While descriptions of their communities often bring hate mail accusing the writer as racist and ignorant… here goes. Most of them live in isolated ravines or on the sides of mountains. The poverty is incredible. Indoor plumbing isn’t universal, though that situation is improving slowly, and old cars, discarded appliances, and trash litter their yards and communities. Strangers are often met with stony silence and malevolent stares — which is completely understandable when you see how some people come into their yards just to stare, take pictures, and laugh at them. It isn’t a nice place to visit… and it may not BE nice to visit. Complicated, isn’t it? Some Ramapo have taken to attacking (verbally and in print) anyone who mentions the inbreeding or physical problems, but there are plenty of medical journals backing up that assertion, complete with photos and suggested surgical solutions.

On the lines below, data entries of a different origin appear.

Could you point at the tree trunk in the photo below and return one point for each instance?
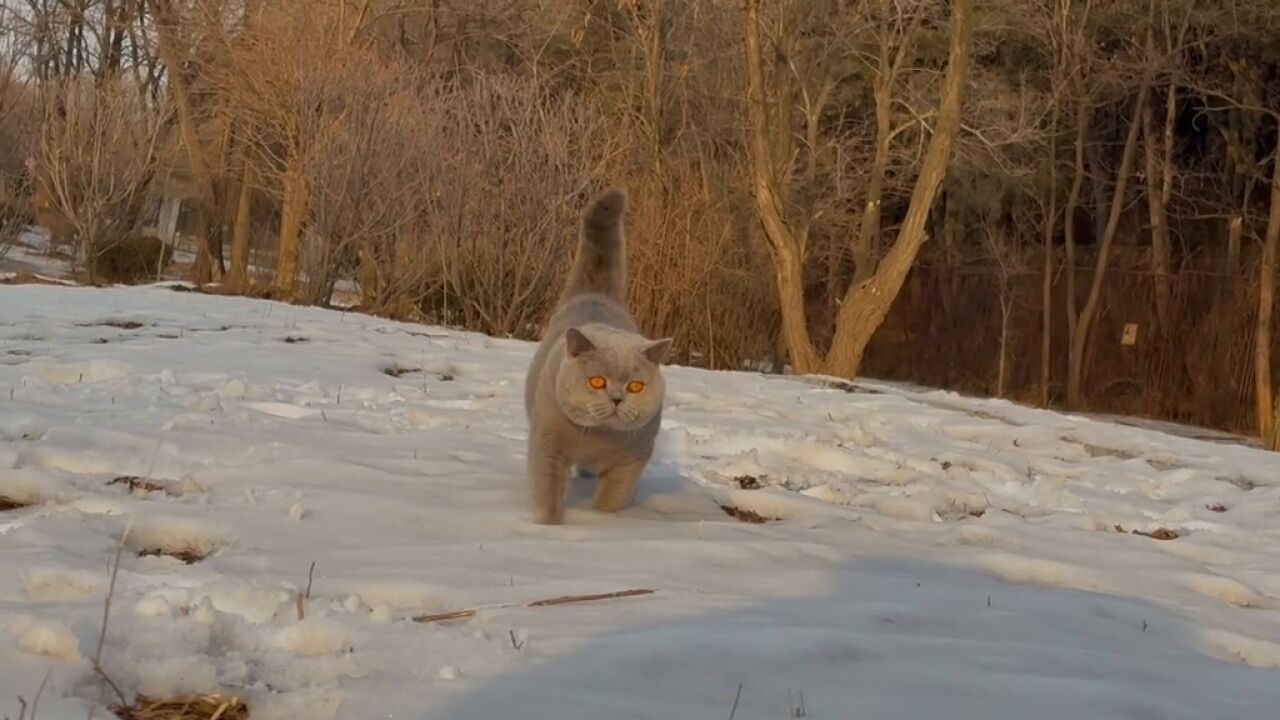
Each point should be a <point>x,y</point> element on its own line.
<point>1159,171</point>
<point>868,302</point>
<point>292,212</point>
<point>1234,233</point>
<point>202,270</point>
<point>867,245</point>
<point>1073,203</point>
<point>1266,302</point>
<point>237,276</point>
<point>1047,282</point>
<point>1084,323</point>
<point>785,249</point>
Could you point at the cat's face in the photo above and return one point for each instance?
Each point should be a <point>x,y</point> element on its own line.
<point>611,379</point>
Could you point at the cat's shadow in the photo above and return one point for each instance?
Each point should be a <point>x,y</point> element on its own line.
<point>663,493</point>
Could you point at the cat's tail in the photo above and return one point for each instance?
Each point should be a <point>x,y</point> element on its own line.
<point>600,263</point>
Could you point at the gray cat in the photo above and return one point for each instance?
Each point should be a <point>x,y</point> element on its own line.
<point>594,391</point>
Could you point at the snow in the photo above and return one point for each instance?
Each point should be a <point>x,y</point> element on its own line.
<point>931,556</point>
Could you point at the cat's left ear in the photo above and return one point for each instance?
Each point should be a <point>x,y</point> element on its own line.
<point>657,350</point>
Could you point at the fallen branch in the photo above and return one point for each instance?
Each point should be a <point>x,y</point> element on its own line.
<point>568,598</point>
<point>106,615</point>
<point>548,602</point>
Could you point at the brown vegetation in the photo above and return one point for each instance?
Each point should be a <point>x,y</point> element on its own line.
<point>1010,197</point>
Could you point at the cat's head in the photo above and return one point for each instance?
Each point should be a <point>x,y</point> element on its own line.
<point>611,378</point>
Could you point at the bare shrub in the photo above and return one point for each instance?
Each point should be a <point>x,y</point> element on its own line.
<point>503,191</point>
<point>131,260</point>
<point>97,158</point>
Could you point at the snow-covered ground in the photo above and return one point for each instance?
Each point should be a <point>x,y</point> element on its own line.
<point>932,556</point>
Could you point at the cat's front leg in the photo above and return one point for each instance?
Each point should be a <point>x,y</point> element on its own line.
<point>617,486</point>
<point>548,478</point>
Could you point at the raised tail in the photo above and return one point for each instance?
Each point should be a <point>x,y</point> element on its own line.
<point>600,263</point>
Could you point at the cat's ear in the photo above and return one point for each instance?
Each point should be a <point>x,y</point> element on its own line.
<point>576,342</point>
<point>657,350</point>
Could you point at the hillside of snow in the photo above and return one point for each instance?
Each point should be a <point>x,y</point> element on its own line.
<point>924,556</point>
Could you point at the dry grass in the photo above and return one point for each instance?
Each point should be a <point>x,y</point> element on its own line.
<point>187,555</point>
<point>137,484</point>
<point>12,504</point>
<point>745,515</point>
<point>1159,533</point>
<point>193,707</point>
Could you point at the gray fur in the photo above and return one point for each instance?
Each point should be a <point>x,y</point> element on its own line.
<point>608,432</point>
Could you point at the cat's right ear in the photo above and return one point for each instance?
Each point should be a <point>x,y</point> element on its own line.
<point>576,342</point>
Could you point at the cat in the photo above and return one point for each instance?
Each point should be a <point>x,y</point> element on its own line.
<point>594,390</point>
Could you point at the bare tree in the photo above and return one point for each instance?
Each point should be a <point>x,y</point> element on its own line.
<point>97,158</point>
<point>865,304</point>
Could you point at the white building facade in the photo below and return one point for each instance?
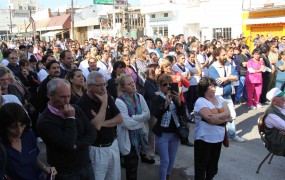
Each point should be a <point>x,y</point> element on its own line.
<point>205,19</point>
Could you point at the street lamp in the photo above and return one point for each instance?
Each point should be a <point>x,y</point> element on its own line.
<point>10,21</point>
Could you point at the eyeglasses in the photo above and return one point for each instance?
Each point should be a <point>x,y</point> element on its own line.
<point>2,80</point>
<point>100,85</point>
<point>165,84</point>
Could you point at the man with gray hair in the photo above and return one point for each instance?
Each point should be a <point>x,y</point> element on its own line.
<point>104,152</point>
<point>67,133</point>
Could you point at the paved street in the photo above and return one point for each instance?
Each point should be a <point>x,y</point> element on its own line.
<point>239,161</point>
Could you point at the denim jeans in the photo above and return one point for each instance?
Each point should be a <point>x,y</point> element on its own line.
<point>241,91</point>
<point>166,146</point>
<point>231,125</point>
<point>85,173</point>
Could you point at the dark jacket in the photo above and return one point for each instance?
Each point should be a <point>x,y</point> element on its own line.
<point>42,95</point>
<point>60,135</point>
<point>150,87</point>
<point>272,135</point>
<point>159,110</point>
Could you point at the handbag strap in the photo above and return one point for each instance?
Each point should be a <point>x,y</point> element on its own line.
<point>4,157</point>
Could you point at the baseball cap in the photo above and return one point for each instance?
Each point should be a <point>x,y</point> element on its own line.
<point>274,92</point>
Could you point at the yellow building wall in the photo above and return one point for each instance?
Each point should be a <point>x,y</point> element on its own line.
<point>275,29</point>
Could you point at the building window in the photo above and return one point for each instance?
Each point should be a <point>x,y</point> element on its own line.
<point>226,33</point>
<point>97,27</point>
<point>160,31</point>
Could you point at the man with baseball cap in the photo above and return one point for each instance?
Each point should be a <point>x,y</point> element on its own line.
<point>274,119</point>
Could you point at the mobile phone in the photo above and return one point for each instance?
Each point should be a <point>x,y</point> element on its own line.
<point>49,177</point>
<point>174,87</point>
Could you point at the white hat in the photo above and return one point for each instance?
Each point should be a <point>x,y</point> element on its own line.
<point>273,93</point>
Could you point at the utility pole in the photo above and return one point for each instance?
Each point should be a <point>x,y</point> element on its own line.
<point>72,22</point>
<point>127,14</point>
<point>11,28</point>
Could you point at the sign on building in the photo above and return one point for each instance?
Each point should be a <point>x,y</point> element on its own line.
<point>21,13</point>
<point>103,1</point>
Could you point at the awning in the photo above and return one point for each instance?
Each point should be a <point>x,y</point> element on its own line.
<point>50,34</point>
<point>269,20</point>
<point>41,25</point>
<point>87,22</point>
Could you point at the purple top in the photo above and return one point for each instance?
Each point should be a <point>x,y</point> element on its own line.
<point>254,77</point>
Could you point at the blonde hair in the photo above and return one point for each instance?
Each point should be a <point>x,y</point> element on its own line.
<point>23,55</point>
<point>140,50</point>
<point>120,81</point>
<point>163,63</point>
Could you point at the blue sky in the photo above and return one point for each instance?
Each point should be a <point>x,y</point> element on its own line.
<point>57,3</point>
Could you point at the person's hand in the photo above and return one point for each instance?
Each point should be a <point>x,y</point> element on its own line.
<point>102,98</point>
<point>94,114</point>
<point>221,80</point>
<point>68,111</point>
<point>179,78</point>
<point>213,118</point>
<point>25,72</point>
<point>50,170</point>
<point>168,100</point>
<point>175,96</point>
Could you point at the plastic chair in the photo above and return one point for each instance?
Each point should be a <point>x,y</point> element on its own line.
<point>262,136</point>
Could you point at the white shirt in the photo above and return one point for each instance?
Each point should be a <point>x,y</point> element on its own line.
<point>83,64</point>
<point>9,98</point>
<point>104,67</point>
<point>203,130</point>
<point>42,74</point>
<point>194,79</point>
<point>86,71</point>
<point>202,60</point>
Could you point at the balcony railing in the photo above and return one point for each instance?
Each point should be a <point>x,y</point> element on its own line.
<point>250,5</point>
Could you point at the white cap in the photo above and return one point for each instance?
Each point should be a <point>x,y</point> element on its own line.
<point>274,92</point>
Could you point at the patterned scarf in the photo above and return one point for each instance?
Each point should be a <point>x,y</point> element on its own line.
<point>138,137</point>
<point>167,115</point>
<point>133,109</point>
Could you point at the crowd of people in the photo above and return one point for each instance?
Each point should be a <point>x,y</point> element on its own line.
<point>111,102</point>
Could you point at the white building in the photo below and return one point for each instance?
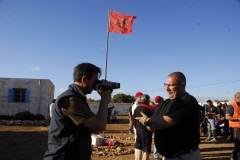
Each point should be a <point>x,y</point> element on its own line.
<point>33,95</point>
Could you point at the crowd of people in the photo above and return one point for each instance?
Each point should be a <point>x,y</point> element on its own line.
<point>174,123</point>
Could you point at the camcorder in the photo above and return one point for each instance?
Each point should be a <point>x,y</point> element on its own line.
<point>113,85</point>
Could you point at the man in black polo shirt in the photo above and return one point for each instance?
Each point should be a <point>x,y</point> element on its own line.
<point>211,111</point>
<point>176,124</point>
<point>144,136</point>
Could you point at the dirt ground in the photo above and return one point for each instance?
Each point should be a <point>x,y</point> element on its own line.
<point>30,143</point>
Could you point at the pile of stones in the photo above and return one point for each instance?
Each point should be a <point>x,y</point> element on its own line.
<point>24,122</point>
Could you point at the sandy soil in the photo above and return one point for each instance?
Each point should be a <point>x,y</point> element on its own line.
<point>30,143</point>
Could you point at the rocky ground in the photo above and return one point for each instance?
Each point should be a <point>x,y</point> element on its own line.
<point>29,142</point>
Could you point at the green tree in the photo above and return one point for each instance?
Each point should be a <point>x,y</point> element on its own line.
<point>122,98</point>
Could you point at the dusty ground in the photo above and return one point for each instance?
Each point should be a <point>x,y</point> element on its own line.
<point>30,143</point>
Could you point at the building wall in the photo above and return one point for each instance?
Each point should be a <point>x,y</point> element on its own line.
<point>121,107</point>
<point>41,93</point>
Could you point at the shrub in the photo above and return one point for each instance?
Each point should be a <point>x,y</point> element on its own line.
<point>38,117</point>
<point>6,117</point>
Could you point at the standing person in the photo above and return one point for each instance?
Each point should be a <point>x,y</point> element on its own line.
<point>136,103</point>
<point>109,113</point>
<point>144,136</point>
<point>176,124</point>
<point>51,108</point>
<point>233,115</point>
<point>219,110</point>
<point>157,103</point>
<point>211,111</point>
<point>130,119</point>
<point>73,122</point>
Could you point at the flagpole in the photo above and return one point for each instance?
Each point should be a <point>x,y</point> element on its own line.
<point>107,46</point>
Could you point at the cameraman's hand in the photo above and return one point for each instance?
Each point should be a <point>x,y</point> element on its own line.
<point>105,94</point>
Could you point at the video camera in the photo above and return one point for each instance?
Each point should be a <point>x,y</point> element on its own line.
<point>113,85</point>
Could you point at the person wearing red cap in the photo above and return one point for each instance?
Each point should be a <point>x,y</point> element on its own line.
<point>143,141</point>
<point>233,115</point>
<point>134,106</point>
<point>158,101</point>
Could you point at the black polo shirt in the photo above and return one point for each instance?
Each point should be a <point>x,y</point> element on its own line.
<point>183,135</point>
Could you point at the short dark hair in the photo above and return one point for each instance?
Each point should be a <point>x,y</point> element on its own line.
<point>180,77</point>
<point>86,69</point>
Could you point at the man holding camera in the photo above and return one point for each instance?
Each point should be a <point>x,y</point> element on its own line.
<point>73,122</point>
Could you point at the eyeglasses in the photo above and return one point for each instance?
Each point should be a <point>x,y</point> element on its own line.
<point>170,85</point>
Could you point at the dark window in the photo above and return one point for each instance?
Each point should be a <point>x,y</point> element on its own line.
<point>18,95</point>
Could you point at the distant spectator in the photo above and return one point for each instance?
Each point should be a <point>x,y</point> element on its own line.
<point>109,113</point>
<point>219,110</point>
<point>157,104</point>
<point>151,103</point>
<point>130,119</point>
<point>114,115</point>
<point>51,108</point>
<point>233,115</point>
<point>136,103</point>
<point>211,111</point>
<point>144,136</point>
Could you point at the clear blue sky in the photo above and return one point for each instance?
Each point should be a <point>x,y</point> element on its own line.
<point>43,39</point>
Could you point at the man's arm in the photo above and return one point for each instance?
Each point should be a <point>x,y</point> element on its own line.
<point>231,118</point>
<point>98,122</point>
<point>156,123</point>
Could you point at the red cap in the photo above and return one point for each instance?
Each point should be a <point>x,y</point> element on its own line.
<point>138,94</point>
<point>158,98</point>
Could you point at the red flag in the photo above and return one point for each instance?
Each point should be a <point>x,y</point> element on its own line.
<point>120,23</point>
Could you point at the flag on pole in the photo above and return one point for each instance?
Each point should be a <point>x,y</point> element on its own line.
<point>120,23</point>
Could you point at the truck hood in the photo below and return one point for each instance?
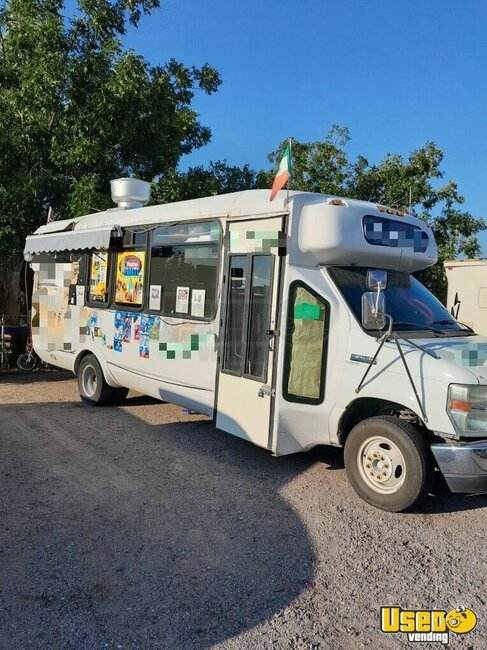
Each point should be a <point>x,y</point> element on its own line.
<point>468,353</point>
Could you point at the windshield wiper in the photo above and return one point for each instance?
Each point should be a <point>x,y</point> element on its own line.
<point>402,324</point>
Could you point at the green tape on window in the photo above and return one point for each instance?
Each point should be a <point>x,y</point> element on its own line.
<point>306,311</point>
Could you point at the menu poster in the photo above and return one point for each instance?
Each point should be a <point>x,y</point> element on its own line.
<point>98,276</point>
<point>198,302</point>
<point>130,277</point>
<point>80,295</point>
<point>155,297</point>
<point>182,300</point>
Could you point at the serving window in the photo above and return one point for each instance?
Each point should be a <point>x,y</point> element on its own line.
<point>98,278</point>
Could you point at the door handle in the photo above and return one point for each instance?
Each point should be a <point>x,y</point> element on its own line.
<point>272,335</point>
<point>266,391</point>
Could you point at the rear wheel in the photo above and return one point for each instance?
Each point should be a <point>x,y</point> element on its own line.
<point>93,388</point>
<point>388,463</point>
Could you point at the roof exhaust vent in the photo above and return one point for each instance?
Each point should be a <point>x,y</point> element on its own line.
<point>130,192</point>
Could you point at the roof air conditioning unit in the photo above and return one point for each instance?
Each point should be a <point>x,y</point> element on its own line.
<point>130,192</point>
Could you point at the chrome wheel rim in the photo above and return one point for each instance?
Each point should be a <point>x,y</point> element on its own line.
<point>89,381</point>
<point>381,465</point>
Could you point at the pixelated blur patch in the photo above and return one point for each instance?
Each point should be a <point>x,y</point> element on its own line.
<point>184,349</point>
<point>258,241</point>
<point>388,232</point>
<point>470,354</point>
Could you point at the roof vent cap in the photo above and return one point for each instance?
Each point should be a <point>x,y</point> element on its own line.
<point>130,192</point>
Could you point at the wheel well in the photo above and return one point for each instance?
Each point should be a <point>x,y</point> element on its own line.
<point>79,359</point>
<point>367,407</point>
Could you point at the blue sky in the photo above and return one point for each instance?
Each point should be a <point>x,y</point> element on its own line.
<point>397,73</point>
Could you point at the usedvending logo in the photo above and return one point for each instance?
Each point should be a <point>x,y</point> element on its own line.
<point>427,625</point>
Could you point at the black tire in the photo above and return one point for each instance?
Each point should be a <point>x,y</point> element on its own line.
<point>93,388</point>
<point>27,362</point>
<point>388,463</point>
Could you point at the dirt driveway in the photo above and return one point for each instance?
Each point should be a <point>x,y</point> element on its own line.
<point>142,527</point>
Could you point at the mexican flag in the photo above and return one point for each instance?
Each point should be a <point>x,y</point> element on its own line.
<point>283,173</point>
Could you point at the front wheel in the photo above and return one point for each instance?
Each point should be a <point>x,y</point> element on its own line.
<point>27,362</point>
<point>388,463</point>
<point>93,388</point>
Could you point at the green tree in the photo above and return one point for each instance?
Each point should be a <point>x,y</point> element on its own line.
<point>78,110</point>
<point>414,183</point>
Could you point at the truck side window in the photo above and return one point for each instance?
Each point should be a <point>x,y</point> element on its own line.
<point>184,262</point>
<point>306,345</point>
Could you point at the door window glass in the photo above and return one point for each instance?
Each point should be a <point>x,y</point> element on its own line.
<point>306,345</point>
<point>234,326</point>
<point>259,321</point>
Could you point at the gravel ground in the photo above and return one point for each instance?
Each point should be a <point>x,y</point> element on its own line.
<point>142,527</point>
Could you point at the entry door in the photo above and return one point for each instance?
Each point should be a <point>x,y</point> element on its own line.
<point>245,391</point>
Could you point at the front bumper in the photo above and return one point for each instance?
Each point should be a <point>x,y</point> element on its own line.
<point>464,465</point>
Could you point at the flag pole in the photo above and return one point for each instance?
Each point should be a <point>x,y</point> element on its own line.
<point>290,169</point>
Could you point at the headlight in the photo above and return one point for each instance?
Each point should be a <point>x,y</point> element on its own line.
<point>467,408</point>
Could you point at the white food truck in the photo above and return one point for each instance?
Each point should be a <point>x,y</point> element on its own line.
<point>293,324</point>
<point>467,292</point>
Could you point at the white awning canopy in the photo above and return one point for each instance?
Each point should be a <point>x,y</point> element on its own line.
<point>70,240</point>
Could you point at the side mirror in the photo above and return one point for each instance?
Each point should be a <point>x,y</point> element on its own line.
<point>376,280</point>
<point>373,311</point>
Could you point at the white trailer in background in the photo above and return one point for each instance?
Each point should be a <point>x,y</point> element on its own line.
<point>292,324</point>
<point>467,292</point>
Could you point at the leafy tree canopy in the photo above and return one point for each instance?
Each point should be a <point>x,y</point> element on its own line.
<point>78,110</point>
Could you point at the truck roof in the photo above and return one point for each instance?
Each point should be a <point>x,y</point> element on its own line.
<point>253,203</point>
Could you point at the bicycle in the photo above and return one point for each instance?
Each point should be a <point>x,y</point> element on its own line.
<point>29,360</point>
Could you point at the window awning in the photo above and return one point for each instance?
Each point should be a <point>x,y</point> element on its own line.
<point>70,240</point>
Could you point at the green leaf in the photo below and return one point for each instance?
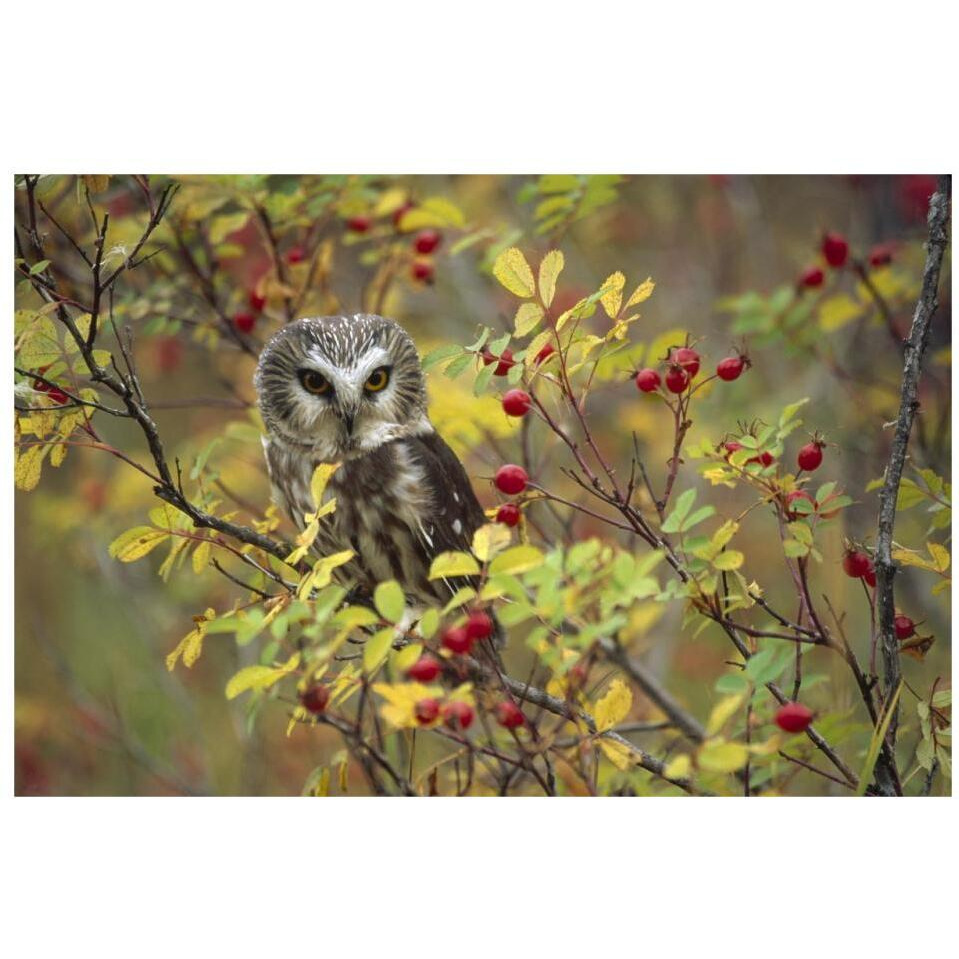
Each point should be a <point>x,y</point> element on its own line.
<point>389,600</point>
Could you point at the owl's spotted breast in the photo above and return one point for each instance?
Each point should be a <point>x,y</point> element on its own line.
<point>397,507</point>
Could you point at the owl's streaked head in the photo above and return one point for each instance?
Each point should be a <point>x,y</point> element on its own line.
<point>341,385</point>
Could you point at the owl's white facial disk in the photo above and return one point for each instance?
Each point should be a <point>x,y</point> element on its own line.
<point>350,417</point>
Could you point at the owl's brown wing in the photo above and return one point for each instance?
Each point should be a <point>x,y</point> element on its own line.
<point>456,512</point>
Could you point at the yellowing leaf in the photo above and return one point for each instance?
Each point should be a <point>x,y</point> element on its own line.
<point>613,297</point>
<point>518,559</point>
<point>642,292</point>
<point>614,706</point>
<point>513,272</point>
<point>489,540</point>
<point>719,756</point>
<point>259,677</point>
<point>453,564</point>
<point>549,270</point>
<point>136,543</point>
<point>527,318</point>
<point>678,768</point>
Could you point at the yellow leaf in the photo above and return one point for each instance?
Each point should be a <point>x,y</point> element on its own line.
<point>513,272</point>
<point>618,754</point>
<point>136,543</point>
<point>719,756</point>
<point>614,706</point>
<point>453,564</point>
<point>518,559</point>
<point>489,540</point>
<point>642,292</point>
<point>549,270</point>
<point>613,297</point>
<point>527,318</point>
<point>721,712</point>
<point>201,556</point>
<point>259,677</point>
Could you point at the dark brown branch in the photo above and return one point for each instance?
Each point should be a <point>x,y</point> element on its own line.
<point>909,405</point>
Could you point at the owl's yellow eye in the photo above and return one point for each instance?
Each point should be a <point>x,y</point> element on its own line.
<point>314,382</point>
<point>377,380</point>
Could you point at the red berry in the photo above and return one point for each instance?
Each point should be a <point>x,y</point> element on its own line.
<point>544,354</point>
<point>648,380</point>
<point>244,322</point>
<point>399,213</point>
<point>517,403</point>
<point>315,698</point>
<point>904,626</point>
<point>425,669</point>
<point>422,271</point>
<point>688,359</point>
<point>835,249</point>
<point>731,368</point>
<point>505,363</point>
<point>479,625</point>
<point>810,456</point>
<point>793,717</point>
<point>731,446</point>
<point>880,255</point>
<point>458,715</point>
<point>511,479</point>
<point>509,715</point>
<point>426,710</point>
<point>791,498</point>
<point>508,514</point>
<point>856,563</point>
<point>427,241</point>
<point>677,379</point>
<point>457,640</point>
<point>358,224</point>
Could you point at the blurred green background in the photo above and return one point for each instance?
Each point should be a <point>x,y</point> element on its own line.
<point>96,710</point>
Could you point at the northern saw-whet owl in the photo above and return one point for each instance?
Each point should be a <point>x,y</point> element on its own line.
<point>350,390</point>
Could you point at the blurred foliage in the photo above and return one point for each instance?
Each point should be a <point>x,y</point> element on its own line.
<point>111,583</point>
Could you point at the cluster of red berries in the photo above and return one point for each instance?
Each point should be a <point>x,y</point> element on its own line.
<point>245,320</point>
<point>858,564</point>
<point>682,366</point>
<point>835,251</point>
<point>54,392</point>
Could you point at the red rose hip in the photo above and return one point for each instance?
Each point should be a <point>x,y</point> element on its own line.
<point>810,456</point>
<point>517,403</point>
<point>425,669</point>
<point>835,249</point>
<point>427,241</point>
<point>511,479</point>
<point>509,715</point>
<point>315,698</point>
<point>648,380</point>
<point>856,563</point>
<point>457,640</point>
<point>426,711</point>
<point>793,717</point>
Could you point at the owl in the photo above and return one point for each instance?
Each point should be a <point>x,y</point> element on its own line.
<point>350,390</point>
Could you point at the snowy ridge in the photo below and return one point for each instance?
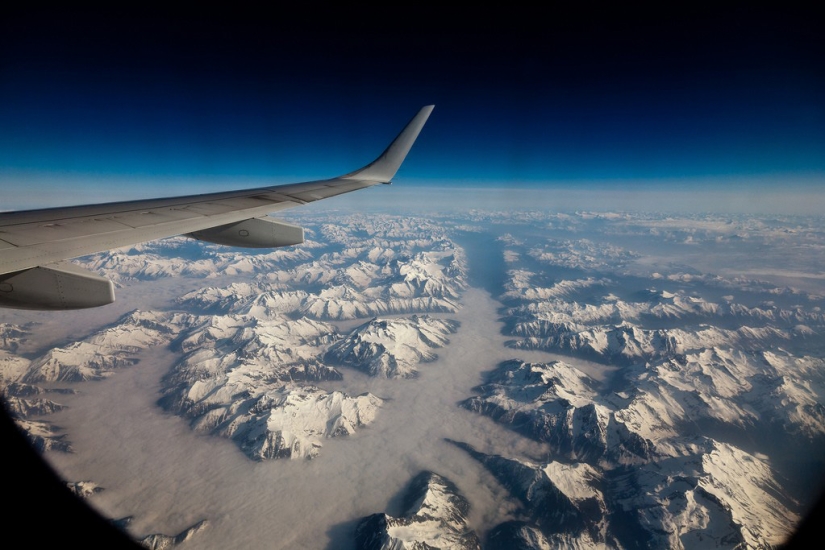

It is estimated that there are only 2000 Ramapo left. It is expected that their tribe will decrease, but slowly, for although they are 30 miles from Manhattan, it takes nearly three hours to get up into their area. They are incredibly isolated and unknown, even after two hundred years. We may never know their exact origin, or their exact racial makeup, but we know they are there and they deserve respect and privacy. One writer spent a year with them before putting pen to paper and his book "The Ramapo Mountain People" is available on Amazon. As a rule, the Ramapo do not welcome visitors or the curiosity of academics.

And those of you who were told you were Black Dutch? While that almost always means Romany (or gypsy), it was also a term used by the Jackson Whites/Ramapo Mountain People when they left their enclave and wanted to establish themselves in the larger community. It was a way to explain their appearance, their language, and their ways without linking them to a people much ridiculed and reviled.